N’importe qui se serait méfié en croyant reconnaître deux étrangers. Lui, il leva simplement un sourcil surpris.

- Euh, bonjour, répondit le jeune homme, hésitant. Je ne sais pas trop si vous êtes la bonne personne, mais… je viens de la part d’un certain Ehissian… se lança-t-il soudain.

Kellnet cligna des yeux, plusieurs fois. Un homme qui connaissait le chevalier phénix ? Il aperçut derrière leurs dos tout un tas de sacs et de valises, et comprit enfin.

- Vous êtes des étrangers, c’est ça ?

Il crut vaguement se souvenir d’une discussion qu’il avait eue avec quelques autres, où il avait appris que tant que la situation ne serait pas redevenue tout à fait normale, le prince avait prévenu tous les étrangers qui vivaient sur cette planète pour les inciter à rentrer chez eux ou à venir vivre à la Volière. Mais depuis la vendetta qu’avaient menée les vampires quelques années plus tôt, nombre d’étrangers avaient déguerpi et ce jeune homme et son petit garçon étaient les premiers qui se présentaient.

- Je m’appelle Ethan, acquiesça le jeune homme, avant de pousser doucement le garçon devant lui. Et voici mon fils Morgan…

L’intéressé se contenta de jeter un regard renfrogné au phénix.

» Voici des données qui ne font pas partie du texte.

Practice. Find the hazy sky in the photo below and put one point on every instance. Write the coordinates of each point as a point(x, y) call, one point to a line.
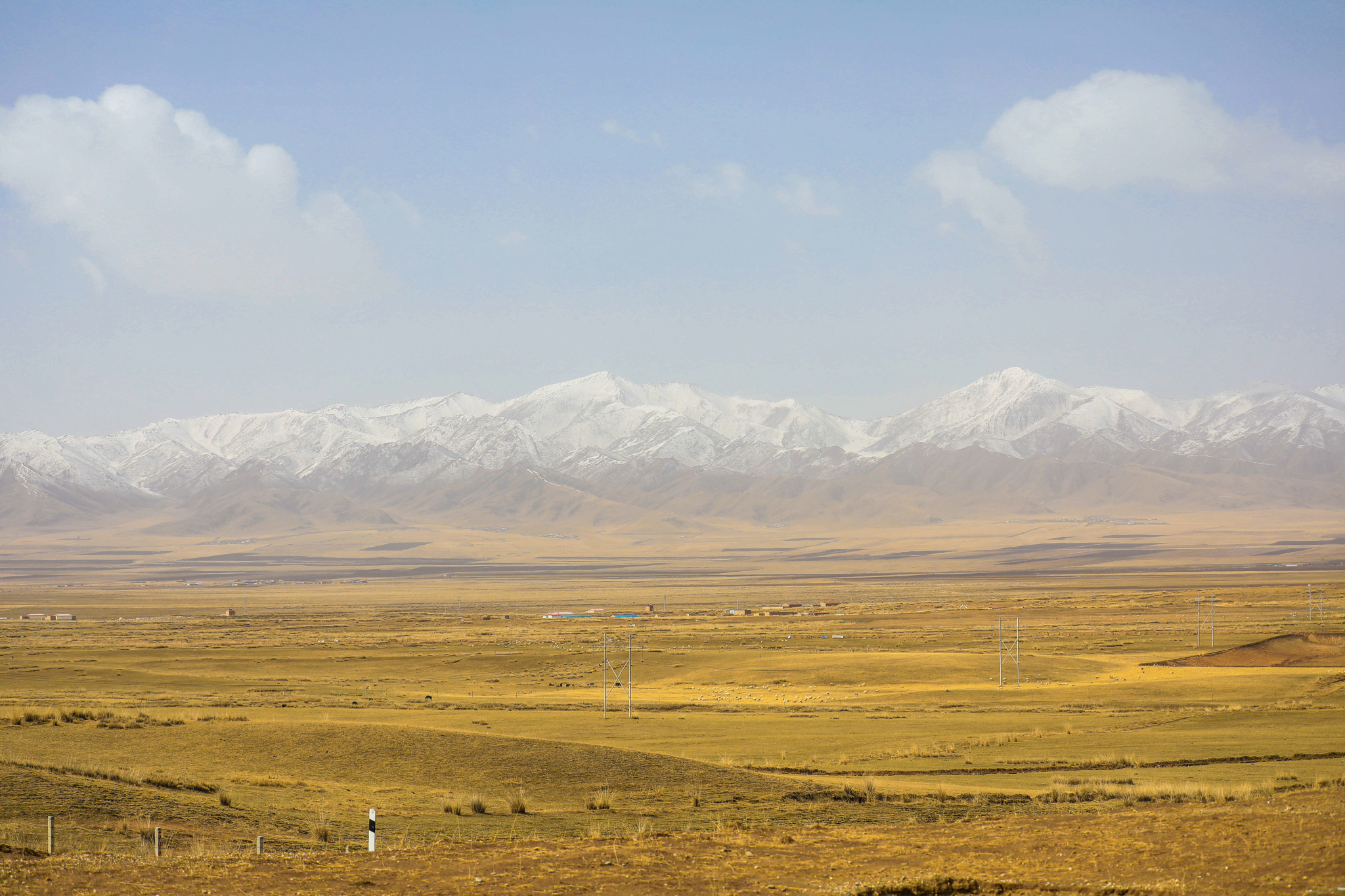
point(244, 207)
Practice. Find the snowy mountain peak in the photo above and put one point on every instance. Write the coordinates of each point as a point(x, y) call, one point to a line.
point(602, 421)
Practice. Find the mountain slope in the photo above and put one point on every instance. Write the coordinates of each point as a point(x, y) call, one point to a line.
point(584, 448)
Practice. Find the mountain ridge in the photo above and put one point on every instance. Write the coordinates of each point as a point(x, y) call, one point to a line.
point(591, 429)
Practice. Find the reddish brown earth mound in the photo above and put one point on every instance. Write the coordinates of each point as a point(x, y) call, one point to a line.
point(1313, 649)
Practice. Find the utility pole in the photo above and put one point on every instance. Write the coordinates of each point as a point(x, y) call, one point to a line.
point(1315, 601)
point(1011, 653)
point(1206, 620)
point(619, 676)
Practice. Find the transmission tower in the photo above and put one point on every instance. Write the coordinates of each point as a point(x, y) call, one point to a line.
point(621, 679)
point(1315, 602)
point(1206, 618)
point(1011, 653)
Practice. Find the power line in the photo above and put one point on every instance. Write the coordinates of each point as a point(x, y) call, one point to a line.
point(1315, 601)
point(1011, 653)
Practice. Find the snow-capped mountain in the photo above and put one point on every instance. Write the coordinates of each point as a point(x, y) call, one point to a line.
point(586, 427)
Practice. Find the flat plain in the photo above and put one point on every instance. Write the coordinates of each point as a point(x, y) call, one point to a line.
point(414, 672)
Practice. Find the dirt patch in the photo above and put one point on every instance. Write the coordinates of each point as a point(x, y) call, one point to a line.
point(1310, 649)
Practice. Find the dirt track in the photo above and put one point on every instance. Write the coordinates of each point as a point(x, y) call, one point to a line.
point(1281, 845)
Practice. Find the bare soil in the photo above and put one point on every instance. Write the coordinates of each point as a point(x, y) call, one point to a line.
point(1315, 649)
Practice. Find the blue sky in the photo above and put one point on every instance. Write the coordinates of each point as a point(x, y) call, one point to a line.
point(857, 205)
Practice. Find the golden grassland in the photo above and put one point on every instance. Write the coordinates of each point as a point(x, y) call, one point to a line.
point(420, 695)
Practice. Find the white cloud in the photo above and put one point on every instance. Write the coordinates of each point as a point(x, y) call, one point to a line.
point(626, 133)
point(1121, 128)
point(957, 177)
point(93, 273)
point(728, 181)
point(799, 198)
point(177, 207)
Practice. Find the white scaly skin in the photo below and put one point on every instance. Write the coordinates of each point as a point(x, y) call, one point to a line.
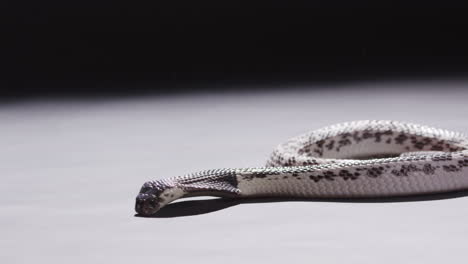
point(355, 159)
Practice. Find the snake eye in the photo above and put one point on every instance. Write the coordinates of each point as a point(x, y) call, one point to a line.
point(145, 189)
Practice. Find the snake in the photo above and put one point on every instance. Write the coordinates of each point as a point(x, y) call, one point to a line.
point(358, 159)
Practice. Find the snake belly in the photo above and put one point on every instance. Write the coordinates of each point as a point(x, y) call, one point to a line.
point(355, 159)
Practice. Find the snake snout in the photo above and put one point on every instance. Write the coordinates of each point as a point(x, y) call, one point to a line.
point(146, 206)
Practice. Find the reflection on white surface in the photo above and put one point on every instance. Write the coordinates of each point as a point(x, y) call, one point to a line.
point(71, 169)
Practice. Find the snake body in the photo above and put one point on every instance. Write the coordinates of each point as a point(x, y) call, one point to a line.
point(348, 160)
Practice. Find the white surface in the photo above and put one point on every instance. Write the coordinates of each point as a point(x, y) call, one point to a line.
point(70, 171)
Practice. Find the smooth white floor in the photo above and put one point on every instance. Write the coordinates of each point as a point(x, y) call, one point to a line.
point(70, 170)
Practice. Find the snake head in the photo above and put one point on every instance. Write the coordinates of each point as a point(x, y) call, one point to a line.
point(150, 199)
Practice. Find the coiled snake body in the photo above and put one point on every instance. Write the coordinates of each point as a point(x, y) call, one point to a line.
point(354, 159)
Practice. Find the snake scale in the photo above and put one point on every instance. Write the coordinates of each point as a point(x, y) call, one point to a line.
point(348, 160)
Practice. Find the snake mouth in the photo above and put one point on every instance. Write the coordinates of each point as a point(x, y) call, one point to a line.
point(146, 206)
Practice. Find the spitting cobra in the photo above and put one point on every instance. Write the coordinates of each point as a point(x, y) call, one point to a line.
point(349, 160)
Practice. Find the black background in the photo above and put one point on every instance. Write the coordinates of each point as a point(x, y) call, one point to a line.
point(66, 47)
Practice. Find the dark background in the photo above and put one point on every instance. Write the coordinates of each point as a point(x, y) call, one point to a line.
point(65, 47)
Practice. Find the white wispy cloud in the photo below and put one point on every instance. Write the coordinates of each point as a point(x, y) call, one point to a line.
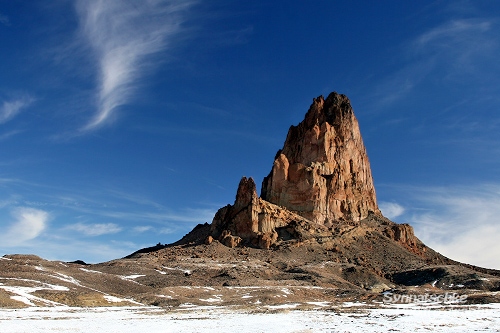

Le jeune garçon n’avait pas du tout apprécié de devoir quitter la maison de l’apothicaire, à laquelle il avait fini par s’habituer. Pour le trainer jusqu’ici, Ethan avait dû le convaincre que le vieil elfe et ses deux petits enfants les rejoindraient d’ici quelques jours. La rébellion d’Ader et de ses vampires causait déjà du grabuge dans leur ville lointaine, et l’apothicaire craignait que le quartier mal famé où il avait installé sa boutique ne devienne le théâtre d’un affrontement sanglant.

Kellnet se gratta la tête, perplexe, puis se décida finalement à se lever.

- Je vais vous conduire au prince. Je m’appelle Kellnet, se présenta-t-il ensuite avec un sourire plus doux. Ravi de faire votre connaissance.

Les joues d’Ethan rosirent un peu, sans qu’il comprenne pourquoi, et le phénix se sentit troublé.

Peut-être parce que, encore chamboulé par le départ de sa femme, croiser un père visiblement seul avec son fils lui gonflait le cœur de sympathie ?

Il se prit tout de suite d’affection pour eux, et décida de les prendre sous son aile aussi longtemps qu’il le faudrait, alors qu’il ne connaissait strictement rien d’eux.

- Le plaisir est partagé, sourit Ethan, un peu plus à l’aise.

 

oo

 

Shézac glissa une main caressante dans les cheveux de Scysios, arrachant un gémissement de bien-être à ce dernier, sans toutefois réussir à lui faire ouvrir les yeux. Le blond dû changer de tactique d’approche, et se pencha jusqu’à son oreille pour la mordiller.

- Debout grosse limace, chuchota-t-il affectueusement.

Etalé sur le lit, ses longs cheveux châtains répandus tout autour de son visage, Scysios grogna. Il ne portait que des vieux vêtements larges, dont une chemise grande ouverte sur son torse bandé. Shézac lui caressa la nuque avec douceur, bien décidé à le faire céder.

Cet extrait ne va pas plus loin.